Gerski's personal connections to the rural community and his deep understanding of this market mean he's well aware of the challenges Huawei faces. That's why one of the things he encourages companies to do is just let the company bid on projects -- even if they primarily serve as the stick with which rural telcos beat other companies to compete more on price.
"If I can get this in front of the CEO, who's the guy worried about capex and opex, then I think we can make the business case," he says. "If I can show them that the largest GPON manufacturer in the world, with 77,000 R&D people at work, is willing to tackle their problems, and we can deliver it cheaper, then I think I have a shot at their business."
His real goal, Gerski says, is to make the decision to use Huawei "a no-brainer" for CEOs pressured by profit margin woes and the need to be the first guy to deliver gigabit services in areas where cable providers or others may be lining up to do that.
The second round of Connect America Fund money will help stimulate some of those buildouts, Gerski says, but companies such as Eastern Oregon are funding FTTH on their own, and Huawei thinks it can compete even more favorably there.
There are smaller telcos that view themselves as dedicated to any one of a number of US-based technology companies, led by Calix Inc. (NYSE: CALX) and Adtran Inc. (Nasdaq: ADTN), Gerski admits.
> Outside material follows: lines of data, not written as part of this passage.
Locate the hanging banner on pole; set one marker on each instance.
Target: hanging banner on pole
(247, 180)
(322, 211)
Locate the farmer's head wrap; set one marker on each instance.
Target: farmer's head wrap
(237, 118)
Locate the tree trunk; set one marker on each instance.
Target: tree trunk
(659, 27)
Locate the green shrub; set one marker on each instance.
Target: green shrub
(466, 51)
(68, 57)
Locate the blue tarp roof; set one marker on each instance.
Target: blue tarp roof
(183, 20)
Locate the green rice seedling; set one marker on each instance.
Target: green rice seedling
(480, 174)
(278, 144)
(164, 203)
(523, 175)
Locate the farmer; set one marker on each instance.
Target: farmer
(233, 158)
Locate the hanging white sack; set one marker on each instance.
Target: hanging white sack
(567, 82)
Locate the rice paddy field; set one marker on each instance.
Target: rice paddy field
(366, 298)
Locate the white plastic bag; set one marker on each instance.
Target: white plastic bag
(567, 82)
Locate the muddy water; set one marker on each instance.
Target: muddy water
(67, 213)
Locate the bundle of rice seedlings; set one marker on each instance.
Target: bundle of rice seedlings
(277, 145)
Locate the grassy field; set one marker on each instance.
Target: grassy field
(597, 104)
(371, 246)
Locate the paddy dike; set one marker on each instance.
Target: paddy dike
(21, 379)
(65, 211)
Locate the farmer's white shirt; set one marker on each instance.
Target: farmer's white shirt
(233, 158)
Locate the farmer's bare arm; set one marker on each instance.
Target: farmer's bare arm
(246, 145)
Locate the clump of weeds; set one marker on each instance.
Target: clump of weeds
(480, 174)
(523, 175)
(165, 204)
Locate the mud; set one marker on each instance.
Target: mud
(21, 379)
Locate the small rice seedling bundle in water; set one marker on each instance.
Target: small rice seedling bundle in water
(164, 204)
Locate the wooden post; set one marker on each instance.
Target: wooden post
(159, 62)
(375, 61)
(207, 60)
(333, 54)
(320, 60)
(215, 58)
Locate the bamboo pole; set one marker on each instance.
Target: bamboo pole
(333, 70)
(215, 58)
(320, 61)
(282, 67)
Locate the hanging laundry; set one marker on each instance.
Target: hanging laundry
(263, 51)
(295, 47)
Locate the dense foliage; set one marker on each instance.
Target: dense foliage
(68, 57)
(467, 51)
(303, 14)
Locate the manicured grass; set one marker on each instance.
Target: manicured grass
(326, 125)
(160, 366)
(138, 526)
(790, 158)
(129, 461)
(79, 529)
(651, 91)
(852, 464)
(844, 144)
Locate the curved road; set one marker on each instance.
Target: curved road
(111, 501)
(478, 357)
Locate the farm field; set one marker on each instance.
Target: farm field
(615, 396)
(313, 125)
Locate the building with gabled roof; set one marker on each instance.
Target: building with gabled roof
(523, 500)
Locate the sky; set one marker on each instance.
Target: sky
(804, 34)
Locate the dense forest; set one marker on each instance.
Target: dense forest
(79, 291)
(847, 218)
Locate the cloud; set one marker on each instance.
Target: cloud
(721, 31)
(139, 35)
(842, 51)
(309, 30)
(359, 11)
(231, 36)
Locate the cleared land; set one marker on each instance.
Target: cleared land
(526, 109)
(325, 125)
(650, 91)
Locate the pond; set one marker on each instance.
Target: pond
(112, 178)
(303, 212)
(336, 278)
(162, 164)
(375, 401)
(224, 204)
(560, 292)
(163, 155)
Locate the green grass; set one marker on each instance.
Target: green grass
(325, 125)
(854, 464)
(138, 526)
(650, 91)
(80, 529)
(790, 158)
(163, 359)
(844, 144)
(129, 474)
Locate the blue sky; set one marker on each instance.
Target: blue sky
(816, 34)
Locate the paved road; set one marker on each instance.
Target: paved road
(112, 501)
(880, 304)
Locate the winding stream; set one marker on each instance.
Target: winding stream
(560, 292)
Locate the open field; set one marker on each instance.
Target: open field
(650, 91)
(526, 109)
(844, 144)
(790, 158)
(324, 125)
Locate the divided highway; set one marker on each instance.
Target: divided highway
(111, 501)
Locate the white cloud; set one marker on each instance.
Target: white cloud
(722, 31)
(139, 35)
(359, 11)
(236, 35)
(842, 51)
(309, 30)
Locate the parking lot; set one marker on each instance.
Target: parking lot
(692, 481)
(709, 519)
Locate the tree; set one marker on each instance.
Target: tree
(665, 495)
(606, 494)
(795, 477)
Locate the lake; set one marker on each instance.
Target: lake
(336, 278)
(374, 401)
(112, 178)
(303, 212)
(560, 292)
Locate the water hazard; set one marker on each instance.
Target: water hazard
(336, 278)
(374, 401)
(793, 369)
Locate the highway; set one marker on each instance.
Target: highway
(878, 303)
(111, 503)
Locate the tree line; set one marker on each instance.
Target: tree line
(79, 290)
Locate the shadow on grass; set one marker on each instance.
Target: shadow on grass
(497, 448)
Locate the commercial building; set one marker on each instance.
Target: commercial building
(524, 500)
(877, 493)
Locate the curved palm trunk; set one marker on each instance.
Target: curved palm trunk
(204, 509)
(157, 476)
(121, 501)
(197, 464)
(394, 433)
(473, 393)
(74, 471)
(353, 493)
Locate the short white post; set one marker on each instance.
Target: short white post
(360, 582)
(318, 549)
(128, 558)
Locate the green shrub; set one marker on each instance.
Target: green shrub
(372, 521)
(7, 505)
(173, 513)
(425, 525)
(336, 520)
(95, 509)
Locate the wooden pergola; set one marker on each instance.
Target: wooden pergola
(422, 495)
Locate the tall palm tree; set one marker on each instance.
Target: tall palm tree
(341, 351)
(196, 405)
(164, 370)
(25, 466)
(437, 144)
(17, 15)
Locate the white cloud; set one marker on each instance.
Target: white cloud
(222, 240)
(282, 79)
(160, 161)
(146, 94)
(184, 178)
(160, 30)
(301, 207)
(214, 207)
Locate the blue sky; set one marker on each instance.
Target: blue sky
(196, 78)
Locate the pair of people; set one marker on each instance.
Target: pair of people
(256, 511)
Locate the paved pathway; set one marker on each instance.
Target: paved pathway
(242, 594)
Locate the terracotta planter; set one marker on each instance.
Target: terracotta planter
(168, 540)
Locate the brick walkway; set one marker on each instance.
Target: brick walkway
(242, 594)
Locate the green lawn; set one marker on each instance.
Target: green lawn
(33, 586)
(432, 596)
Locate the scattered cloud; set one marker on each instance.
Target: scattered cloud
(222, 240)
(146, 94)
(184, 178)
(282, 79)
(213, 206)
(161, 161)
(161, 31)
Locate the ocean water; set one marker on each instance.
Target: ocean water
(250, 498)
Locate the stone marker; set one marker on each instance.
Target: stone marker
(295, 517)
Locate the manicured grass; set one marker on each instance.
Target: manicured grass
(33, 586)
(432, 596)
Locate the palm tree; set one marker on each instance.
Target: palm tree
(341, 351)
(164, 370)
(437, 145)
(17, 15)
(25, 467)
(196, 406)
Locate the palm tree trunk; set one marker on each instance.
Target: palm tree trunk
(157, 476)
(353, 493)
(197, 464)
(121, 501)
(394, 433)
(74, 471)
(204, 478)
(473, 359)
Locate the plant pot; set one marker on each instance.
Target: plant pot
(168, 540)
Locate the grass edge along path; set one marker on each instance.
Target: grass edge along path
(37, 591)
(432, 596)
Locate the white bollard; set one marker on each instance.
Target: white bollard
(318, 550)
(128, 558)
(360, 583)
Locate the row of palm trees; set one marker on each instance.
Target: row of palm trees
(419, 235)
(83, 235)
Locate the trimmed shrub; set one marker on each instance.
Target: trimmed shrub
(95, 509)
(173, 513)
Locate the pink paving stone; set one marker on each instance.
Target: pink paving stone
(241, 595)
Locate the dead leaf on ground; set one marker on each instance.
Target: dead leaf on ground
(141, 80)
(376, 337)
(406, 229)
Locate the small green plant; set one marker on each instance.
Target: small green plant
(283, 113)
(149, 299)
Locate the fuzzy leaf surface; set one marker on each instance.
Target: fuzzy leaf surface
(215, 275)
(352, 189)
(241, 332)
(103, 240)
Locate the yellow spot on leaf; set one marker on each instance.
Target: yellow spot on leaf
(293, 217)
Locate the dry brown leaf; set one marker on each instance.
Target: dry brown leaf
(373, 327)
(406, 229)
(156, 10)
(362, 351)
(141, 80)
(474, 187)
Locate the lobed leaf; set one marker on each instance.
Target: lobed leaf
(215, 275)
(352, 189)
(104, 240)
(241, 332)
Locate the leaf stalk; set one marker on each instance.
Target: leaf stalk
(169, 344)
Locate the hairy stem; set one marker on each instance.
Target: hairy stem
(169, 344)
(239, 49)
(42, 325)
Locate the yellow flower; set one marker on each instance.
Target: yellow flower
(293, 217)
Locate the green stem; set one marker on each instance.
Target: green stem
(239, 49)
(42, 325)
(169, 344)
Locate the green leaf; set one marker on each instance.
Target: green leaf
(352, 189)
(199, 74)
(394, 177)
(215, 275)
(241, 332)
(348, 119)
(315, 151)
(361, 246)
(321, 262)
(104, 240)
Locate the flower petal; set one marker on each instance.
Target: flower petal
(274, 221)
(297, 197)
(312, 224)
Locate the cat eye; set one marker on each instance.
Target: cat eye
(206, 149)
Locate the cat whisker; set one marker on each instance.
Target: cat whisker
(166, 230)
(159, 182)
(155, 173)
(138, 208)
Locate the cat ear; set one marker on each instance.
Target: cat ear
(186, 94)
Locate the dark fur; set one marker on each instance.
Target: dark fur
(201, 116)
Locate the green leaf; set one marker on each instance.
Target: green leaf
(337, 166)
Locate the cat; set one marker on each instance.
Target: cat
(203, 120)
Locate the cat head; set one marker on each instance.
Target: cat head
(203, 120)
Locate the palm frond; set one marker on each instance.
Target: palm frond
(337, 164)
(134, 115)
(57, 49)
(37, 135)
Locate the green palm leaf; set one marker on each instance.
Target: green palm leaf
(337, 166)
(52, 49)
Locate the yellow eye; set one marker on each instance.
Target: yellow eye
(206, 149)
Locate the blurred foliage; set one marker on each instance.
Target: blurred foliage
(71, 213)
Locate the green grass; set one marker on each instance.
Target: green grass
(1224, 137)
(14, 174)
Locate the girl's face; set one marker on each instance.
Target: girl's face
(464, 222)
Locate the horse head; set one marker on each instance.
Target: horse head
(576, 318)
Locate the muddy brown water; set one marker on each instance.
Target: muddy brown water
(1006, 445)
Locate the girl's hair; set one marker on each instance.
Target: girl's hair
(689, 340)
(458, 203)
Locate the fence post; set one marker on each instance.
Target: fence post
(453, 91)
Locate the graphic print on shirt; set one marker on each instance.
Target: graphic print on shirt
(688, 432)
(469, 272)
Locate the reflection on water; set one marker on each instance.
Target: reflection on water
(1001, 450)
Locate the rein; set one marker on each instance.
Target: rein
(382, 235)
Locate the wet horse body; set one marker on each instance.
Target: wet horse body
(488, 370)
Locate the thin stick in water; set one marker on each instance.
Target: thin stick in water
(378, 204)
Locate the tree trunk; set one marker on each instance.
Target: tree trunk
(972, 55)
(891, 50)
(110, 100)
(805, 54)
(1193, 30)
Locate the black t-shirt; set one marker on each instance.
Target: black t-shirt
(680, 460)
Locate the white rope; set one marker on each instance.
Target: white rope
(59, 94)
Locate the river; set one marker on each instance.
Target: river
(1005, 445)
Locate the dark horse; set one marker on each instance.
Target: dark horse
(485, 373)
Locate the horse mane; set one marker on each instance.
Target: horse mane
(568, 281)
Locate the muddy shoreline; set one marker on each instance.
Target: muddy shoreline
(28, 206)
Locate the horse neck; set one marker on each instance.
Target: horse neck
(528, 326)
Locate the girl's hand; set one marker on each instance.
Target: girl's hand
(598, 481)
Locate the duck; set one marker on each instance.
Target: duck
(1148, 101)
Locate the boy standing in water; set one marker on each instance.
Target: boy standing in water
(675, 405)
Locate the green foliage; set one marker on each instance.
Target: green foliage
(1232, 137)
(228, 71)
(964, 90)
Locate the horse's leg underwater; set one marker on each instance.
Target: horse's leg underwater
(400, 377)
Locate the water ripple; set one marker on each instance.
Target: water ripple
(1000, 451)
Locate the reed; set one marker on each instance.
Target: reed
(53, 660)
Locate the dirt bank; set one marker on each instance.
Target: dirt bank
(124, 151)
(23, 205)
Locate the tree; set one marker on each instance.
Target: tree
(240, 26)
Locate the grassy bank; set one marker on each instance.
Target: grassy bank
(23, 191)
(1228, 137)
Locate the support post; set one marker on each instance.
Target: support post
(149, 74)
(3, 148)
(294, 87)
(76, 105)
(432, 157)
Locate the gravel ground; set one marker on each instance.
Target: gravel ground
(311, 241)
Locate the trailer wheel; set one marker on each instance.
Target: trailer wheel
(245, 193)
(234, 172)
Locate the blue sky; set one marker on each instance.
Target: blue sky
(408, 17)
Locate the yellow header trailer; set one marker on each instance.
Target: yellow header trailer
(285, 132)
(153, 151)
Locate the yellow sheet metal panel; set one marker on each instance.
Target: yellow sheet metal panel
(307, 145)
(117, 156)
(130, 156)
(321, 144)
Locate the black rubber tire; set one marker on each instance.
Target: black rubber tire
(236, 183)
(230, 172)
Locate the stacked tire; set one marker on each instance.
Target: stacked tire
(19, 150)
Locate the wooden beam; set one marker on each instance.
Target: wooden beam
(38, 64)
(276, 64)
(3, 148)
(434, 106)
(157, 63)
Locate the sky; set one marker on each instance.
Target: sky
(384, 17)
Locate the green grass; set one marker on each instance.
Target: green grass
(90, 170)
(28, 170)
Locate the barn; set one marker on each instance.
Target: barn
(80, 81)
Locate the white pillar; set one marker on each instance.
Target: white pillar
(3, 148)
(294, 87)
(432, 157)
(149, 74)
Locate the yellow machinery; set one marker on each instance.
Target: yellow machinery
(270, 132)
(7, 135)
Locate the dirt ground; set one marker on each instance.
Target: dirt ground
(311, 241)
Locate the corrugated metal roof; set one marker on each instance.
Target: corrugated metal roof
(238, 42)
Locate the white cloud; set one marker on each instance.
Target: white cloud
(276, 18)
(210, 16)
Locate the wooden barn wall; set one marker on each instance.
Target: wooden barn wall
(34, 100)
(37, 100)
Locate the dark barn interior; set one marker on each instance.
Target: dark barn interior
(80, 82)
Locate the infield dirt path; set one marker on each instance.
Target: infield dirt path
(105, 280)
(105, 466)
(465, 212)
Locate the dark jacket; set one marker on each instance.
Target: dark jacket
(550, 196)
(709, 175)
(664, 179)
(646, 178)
He is quick to point out that some of what is sold as American-made technology is actually manufactured in China, often at the component level, and sometimes even assembled there. And Huawei vigorously denies any allegations of spying and points to the fact it is employee owned, not government funded, as one proof point. But ultimately, Gerski is trying to prove that Huawei's technology and its dedication to what it sees as a large market made up of many small players is what rural telcos should want.